5.3. Quantum Artificial General Intelligence

Among the more rigorous methods of developing general intelligence is an active formulation of Solomonoff’s theory of inductive intelligence [36], called universal artificial intelligence [68]. Universal reinforcement learning models like AIXI and KSA are capable of rational decision-making or modeling environmental dynamics, based on the shortest program that corresponds to compressing the past observations and maximizing a set reward function. These have been quantized both by using quantum algorithms, (e.g., in the AIXI-q model [69]) and by applying them to quantum environments (e.g., in the QKSA model [70]).

Another crucial aspect of intelligence [71] is the understanding of cause-effect relations.
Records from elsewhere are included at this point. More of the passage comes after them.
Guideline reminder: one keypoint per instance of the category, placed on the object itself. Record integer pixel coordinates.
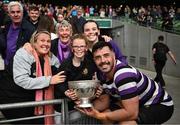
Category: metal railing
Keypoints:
(64, 109)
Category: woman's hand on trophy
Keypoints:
(71, 94)
(92, 112)
(99, 91)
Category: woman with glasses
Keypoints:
(77, 67)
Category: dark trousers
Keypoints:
(159, 67)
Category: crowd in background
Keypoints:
(144, 15)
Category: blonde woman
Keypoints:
(33, 73)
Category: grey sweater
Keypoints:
(22, 70)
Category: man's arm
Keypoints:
(102, 103)
(128, 112)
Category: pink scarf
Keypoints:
(47, 93)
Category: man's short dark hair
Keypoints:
(34, 8)
(100, 45)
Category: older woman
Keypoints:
(33, 73)
(60, 46)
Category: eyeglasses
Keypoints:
(79, 47)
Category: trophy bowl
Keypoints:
(85, 91)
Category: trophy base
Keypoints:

Quantum acceleration of causal inference [72,73,74] can benefit from the knowledge of the probability distribution of causal oracles, a subset of quantum processes that embed specific properties of the problem. Besides causal inference, similar techniques can be applied to other statistical relational learning applications like probabilistic logic networks [75] and quantum variational algorithms.

Both universal distribution and causal inference are intimately connected to the landscape of quantum programs. This landscape inturn depends on the choice of a specific gate set, as we saw in this research. Thereby, novelty seeking in the space of universal gate sets can meta-optimize quantum program synthesis for specific application algorithms. In our current research, we are exploring this direction of second-order cybernetics of automated quantum operational theory, by using the groundwork developed in this article.